Scott Atchley atchley at myri.com
Mon Jun 29 10:44:47 PDT 2009


On Jun 29, 2009, at 12:10 PM, Dave Love wrote:

>> When I test Open-MX, I turn interrupt coalescing off. I run
>> omx_pingpong to determine the lowest latency (LL). If the NIC's  
>> driver
>> allows one to specify the interrupt value, I set it to LL-1.
>
> Right, and that's what I did before, with sensible results I thought.
> Repeating it now on Centos 5.2 and OpenSuSE 10.3, it doesn't behave
> sensibly, and I don't know what's different from the previous SuSE
> results apart, probably, from the minor kernel version.  If I set
> rx-frames=0, I see this:
>
> rx-usec    latency (µs)
> 20         34.6
> 12         26.3
> 6          20.0
> 1          14.8
>
> whereas if I just set rx-frames=1, I get 14.7 µs, roughly  
> independently
> of rx-usec.  (Those figures are probably ±∼0.2µs.)

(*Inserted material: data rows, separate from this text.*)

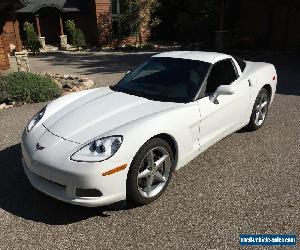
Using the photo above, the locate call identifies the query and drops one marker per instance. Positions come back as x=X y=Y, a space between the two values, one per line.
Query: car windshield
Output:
x=165 y=79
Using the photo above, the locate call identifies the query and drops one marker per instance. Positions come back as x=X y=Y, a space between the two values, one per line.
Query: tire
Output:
x=259 y=111
x=146 y=180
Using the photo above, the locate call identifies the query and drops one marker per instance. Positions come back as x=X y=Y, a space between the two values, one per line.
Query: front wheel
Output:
x=150 y=171
x=260 y=110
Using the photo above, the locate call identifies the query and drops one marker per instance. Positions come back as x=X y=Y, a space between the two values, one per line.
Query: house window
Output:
x=115 y=7
x=120 y=28
x=119 y=7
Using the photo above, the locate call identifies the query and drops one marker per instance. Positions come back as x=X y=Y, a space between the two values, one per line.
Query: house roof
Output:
x=33 y=6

That is odd. I have only tested with Intel e1000 and our myri10ge  
Ethernet driver. The Intel driver does not let you specify value other  
than certain settings (0, 25, etc.). The myri10ge driver does allow  
you to specify any value.

Your results may be specific to that driver.

>> Brice and Nathalie have a paper which implements an adaptive  
>> interrupt
>> coalescing so that you do not have to manually tune anything:
>
> Isn't that only relevant if you control the firmware?  I previously
> didn't really care about free firmware for devices in the same way as
> free software generally, but am beginning to see reasons to care.

True, I believe that had to make two very small modifications to the  
myri10ge firmware.

I have head that some Ethernet drivers do or will support adaptive  
coalescing which may give better performance than manually tuning and  
without modifying the NIC firmware for OMX.